Language

Task Owner Config Contract¶

Task owner YAML is the identity of a composed task/backend/algorithm path. The contract is recorded in ADR-0003 Task Owner And Config Compose Contract.

Owner Paths¶

PPO and APPO owner YAMLs use conf/{ppo,appo}/task/<task>/<backend>.yaml.
MLX PPO composes from conf/ppo/config_mlx.yaml and reuses the PPO task owner YAML layout.
Off-policy owner YAMLs include the algorithm dimension: conf/offpolicy/task/<algo>/<task>/<backend>.yaml.
Other existing config roots, such as conf/ppo_him/ and conf/hora_distill/, follow the same owner-YAML identity rule for their supported tasks.
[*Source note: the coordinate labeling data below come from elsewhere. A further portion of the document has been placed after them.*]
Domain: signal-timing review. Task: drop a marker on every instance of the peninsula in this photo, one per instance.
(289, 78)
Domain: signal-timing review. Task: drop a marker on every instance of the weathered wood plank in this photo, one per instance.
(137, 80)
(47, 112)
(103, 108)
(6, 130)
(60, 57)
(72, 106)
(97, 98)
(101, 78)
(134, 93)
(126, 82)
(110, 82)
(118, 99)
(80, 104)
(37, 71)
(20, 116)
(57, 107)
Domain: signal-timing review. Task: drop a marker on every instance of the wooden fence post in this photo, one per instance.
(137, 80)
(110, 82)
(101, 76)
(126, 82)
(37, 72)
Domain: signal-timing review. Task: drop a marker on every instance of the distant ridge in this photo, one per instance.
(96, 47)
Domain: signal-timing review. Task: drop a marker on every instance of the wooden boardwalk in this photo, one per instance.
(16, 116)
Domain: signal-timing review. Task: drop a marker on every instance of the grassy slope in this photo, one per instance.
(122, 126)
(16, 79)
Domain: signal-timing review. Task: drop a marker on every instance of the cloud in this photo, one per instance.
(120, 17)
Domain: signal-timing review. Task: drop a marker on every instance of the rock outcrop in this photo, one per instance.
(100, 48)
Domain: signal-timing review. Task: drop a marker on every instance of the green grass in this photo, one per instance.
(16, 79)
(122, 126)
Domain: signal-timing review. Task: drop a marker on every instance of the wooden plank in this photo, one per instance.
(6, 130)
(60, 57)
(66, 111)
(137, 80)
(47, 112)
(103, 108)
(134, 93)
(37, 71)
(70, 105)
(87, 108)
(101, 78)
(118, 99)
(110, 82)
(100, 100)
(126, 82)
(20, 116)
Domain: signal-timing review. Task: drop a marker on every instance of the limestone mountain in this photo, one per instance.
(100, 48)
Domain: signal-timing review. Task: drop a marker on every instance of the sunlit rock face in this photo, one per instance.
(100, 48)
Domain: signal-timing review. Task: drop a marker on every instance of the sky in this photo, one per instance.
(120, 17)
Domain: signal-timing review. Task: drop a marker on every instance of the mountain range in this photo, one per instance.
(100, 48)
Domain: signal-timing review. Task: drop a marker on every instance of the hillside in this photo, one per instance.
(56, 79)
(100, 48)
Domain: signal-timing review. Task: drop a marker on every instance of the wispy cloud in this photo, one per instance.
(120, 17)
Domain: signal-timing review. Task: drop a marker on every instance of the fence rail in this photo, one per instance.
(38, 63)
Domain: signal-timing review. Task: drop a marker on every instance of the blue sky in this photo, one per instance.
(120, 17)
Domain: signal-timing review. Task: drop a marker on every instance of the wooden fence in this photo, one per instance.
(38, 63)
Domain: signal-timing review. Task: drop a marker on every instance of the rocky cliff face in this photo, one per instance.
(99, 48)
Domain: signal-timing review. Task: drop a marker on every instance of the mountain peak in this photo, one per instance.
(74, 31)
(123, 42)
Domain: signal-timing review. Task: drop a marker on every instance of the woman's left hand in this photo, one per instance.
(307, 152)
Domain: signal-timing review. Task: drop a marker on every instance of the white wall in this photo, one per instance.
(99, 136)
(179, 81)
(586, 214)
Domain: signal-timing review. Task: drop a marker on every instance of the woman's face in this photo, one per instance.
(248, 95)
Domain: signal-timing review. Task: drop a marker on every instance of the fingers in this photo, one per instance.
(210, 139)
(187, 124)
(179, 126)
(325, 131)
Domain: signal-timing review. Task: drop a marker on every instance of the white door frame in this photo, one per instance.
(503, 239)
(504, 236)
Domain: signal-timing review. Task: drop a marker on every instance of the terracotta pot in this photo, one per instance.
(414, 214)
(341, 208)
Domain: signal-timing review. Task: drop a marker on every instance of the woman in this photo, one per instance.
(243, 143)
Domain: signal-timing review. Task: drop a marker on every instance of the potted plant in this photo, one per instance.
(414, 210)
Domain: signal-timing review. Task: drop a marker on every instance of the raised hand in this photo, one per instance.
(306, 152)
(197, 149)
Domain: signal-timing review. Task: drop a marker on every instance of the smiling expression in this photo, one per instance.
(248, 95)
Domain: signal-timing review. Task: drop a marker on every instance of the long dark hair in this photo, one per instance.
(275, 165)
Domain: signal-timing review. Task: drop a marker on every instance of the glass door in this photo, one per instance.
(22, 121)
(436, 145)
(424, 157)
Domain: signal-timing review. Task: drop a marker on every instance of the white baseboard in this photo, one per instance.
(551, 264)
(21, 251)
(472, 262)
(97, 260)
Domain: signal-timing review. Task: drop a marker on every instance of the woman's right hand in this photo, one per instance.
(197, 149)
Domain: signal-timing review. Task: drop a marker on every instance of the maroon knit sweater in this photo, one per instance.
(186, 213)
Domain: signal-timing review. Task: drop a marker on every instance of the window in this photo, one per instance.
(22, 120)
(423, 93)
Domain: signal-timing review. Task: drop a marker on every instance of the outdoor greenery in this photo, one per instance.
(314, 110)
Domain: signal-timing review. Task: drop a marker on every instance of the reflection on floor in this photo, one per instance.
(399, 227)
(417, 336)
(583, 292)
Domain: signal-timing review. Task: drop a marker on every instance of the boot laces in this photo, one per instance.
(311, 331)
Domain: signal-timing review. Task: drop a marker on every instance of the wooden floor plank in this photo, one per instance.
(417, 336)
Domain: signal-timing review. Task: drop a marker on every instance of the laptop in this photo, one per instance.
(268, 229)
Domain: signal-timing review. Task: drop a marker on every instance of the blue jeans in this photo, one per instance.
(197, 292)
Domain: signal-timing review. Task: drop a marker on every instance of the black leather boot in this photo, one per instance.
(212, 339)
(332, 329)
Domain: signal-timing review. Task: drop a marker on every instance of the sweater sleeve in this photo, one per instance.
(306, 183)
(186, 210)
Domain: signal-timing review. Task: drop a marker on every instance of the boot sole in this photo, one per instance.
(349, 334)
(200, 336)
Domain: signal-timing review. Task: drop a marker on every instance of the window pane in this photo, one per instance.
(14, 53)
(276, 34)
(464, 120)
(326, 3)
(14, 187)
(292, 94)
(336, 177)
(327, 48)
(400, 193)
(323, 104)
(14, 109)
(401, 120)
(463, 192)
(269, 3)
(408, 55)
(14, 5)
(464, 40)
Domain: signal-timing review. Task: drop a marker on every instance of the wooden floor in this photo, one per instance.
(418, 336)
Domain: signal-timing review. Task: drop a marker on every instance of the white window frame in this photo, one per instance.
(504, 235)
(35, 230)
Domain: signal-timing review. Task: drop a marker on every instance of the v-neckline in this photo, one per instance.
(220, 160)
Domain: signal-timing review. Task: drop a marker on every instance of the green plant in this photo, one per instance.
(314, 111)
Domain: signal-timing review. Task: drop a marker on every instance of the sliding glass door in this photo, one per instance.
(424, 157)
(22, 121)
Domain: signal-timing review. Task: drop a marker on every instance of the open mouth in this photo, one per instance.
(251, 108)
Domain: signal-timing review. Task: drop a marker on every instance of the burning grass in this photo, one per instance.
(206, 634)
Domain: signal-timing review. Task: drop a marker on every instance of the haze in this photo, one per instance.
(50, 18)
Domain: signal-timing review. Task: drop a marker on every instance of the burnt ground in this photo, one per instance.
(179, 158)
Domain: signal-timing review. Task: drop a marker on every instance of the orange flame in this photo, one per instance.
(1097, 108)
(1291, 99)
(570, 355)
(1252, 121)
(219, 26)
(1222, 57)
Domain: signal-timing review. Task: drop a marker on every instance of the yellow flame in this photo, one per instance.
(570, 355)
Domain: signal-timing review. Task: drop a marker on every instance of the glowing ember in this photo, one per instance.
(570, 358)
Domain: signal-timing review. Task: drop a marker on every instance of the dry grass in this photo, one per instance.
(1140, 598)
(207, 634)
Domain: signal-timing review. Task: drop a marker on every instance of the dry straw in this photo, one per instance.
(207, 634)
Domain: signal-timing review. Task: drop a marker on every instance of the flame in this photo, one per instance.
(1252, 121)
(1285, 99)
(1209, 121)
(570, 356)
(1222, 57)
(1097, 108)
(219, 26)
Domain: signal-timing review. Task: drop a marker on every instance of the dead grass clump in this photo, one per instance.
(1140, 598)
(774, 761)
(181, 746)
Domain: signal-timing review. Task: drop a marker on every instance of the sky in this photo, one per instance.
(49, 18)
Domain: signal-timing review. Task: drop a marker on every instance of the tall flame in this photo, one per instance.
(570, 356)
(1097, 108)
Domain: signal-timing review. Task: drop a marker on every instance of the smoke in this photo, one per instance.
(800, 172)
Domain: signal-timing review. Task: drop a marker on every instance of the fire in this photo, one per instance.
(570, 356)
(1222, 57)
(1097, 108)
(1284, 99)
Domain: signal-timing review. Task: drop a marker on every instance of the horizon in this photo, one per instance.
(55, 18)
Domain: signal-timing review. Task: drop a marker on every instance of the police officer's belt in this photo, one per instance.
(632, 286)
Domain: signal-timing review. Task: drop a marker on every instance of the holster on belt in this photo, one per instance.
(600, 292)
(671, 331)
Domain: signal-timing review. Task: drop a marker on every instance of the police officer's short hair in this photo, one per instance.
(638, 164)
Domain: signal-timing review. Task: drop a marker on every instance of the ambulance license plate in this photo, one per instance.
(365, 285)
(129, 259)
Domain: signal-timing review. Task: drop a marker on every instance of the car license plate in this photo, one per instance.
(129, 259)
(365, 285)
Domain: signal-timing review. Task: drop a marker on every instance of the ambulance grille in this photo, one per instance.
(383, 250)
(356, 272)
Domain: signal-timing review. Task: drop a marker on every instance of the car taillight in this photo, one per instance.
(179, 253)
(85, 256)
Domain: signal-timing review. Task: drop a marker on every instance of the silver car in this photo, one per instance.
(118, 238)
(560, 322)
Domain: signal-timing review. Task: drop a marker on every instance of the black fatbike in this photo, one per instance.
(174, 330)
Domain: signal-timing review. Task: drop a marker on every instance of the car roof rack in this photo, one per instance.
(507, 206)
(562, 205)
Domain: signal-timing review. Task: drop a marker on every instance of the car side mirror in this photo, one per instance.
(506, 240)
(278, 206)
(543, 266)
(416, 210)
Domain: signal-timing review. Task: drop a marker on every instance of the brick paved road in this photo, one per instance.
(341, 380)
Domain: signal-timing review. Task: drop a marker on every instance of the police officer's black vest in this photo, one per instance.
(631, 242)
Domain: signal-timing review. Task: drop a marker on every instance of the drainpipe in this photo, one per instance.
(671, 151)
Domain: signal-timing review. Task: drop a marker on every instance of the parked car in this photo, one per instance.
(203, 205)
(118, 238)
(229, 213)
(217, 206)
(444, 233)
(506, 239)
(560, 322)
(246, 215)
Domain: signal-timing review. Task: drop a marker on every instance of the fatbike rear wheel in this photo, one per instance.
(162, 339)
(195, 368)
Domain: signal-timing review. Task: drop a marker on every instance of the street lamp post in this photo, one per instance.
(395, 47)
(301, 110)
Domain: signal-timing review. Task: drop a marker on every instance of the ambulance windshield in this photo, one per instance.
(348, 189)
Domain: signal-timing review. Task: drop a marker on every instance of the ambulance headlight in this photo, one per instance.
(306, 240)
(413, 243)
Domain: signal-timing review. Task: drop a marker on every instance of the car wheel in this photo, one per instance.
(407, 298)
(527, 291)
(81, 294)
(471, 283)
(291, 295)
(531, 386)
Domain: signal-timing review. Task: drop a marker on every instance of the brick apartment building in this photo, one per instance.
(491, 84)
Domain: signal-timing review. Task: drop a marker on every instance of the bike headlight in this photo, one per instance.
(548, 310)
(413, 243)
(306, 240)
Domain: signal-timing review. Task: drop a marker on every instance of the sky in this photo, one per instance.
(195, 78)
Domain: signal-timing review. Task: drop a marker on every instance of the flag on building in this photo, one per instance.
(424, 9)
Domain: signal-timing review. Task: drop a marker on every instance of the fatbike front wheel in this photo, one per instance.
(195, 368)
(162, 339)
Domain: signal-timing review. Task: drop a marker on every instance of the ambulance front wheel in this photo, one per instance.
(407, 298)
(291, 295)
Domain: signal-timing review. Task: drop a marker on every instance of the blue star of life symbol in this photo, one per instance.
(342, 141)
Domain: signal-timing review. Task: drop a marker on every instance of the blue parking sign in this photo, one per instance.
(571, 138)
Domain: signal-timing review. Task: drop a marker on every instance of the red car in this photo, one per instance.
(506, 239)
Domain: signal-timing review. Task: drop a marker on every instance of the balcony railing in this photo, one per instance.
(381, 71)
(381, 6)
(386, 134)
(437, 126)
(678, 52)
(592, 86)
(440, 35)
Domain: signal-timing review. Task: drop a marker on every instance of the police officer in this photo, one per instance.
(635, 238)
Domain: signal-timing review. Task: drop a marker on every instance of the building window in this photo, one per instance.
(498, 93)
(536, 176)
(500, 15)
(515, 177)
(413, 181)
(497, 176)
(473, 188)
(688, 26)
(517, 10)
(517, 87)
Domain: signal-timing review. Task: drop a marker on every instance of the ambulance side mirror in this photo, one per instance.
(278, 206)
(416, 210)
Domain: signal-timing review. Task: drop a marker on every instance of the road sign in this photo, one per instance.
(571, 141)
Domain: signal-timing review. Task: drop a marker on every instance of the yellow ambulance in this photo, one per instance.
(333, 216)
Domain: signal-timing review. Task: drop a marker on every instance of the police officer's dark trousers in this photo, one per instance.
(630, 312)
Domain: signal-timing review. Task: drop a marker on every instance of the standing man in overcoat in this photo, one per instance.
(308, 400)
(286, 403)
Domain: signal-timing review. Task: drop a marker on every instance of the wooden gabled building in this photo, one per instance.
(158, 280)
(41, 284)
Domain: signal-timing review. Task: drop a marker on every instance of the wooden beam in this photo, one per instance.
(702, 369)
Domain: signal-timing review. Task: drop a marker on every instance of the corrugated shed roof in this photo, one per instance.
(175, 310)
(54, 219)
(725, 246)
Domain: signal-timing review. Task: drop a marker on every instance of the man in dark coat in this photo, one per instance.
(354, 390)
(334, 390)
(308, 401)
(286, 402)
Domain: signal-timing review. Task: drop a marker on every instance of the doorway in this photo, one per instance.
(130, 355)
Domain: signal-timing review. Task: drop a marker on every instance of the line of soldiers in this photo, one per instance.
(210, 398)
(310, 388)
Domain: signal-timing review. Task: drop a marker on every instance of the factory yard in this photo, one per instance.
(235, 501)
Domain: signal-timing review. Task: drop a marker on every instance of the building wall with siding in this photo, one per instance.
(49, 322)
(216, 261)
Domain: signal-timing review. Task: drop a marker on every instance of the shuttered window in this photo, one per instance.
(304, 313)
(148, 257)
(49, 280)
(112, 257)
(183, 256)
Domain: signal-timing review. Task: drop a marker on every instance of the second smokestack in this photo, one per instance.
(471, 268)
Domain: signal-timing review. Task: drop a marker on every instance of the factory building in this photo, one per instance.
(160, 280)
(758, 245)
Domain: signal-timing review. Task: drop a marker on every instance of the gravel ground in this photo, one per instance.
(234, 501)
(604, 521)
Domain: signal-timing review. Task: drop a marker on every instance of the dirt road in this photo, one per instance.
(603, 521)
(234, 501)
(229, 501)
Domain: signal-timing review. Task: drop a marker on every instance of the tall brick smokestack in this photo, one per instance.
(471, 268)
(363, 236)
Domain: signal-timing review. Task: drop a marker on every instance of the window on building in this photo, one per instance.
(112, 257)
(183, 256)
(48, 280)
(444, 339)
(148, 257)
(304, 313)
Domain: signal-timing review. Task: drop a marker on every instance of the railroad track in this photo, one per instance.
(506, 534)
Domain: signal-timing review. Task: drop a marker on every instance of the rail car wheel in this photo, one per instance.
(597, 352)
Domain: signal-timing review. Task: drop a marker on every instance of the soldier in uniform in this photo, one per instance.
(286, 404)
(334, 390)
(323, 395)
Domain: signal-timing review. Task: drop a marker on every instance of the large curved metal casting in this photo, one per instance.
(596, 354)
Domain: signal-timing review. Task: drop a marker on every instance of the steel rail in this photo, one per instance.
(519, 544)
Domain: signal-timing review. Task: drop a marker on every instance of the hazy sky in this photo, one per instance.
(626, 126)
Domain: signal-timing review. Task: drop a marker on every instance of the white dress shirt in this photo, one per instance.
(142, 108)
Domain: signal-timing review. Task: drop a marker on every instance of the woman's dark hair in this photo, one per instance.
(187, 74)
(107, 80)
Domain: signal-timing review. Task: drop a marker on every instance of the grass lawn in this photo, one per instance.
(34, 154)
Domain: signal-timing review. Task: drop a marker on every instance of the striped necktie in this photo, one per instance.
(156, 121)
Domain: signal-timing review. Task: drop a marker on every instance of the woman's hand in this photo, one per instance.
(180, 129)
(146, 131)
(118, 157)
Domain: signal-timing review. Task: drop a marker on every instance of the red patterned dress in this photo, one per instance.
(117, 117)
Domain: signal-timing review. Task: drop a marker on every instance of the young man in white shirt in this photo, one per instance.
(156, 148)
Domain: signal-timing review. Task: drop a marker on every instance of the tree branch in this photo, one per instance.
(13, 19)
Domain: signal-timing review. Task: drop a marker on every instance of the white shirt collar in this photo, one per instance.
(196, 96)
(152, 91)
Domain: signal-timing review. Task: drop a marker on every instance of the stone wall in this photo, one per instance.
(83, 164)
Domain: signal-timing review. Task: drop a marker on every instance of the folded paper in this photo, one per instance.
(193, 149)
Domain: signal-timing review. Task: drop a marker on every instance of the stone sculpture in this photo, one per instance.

Use public CLI flags to switch backend, for example uv run train --algo ppo --task go2_joystick_flat --sim mujoco or uv run train --algo ppo --task go2_joystick_flat --sim motrix.
For off-policy entrypoints, keep --algo <algo> aligned with the internal owner YAML path conf/offpolicy/task/<algo>/<task>/<backend>.yaml.
training.sim_backend is an identity field inside the selected owner YAML. It is not an independent backend switch.
Backend-specific reward, env, scene, and algorithm differences belong in the owner YAML, not in training scripts.
Reward config must be explicitly injected by the owner YAML when the task uses rewards.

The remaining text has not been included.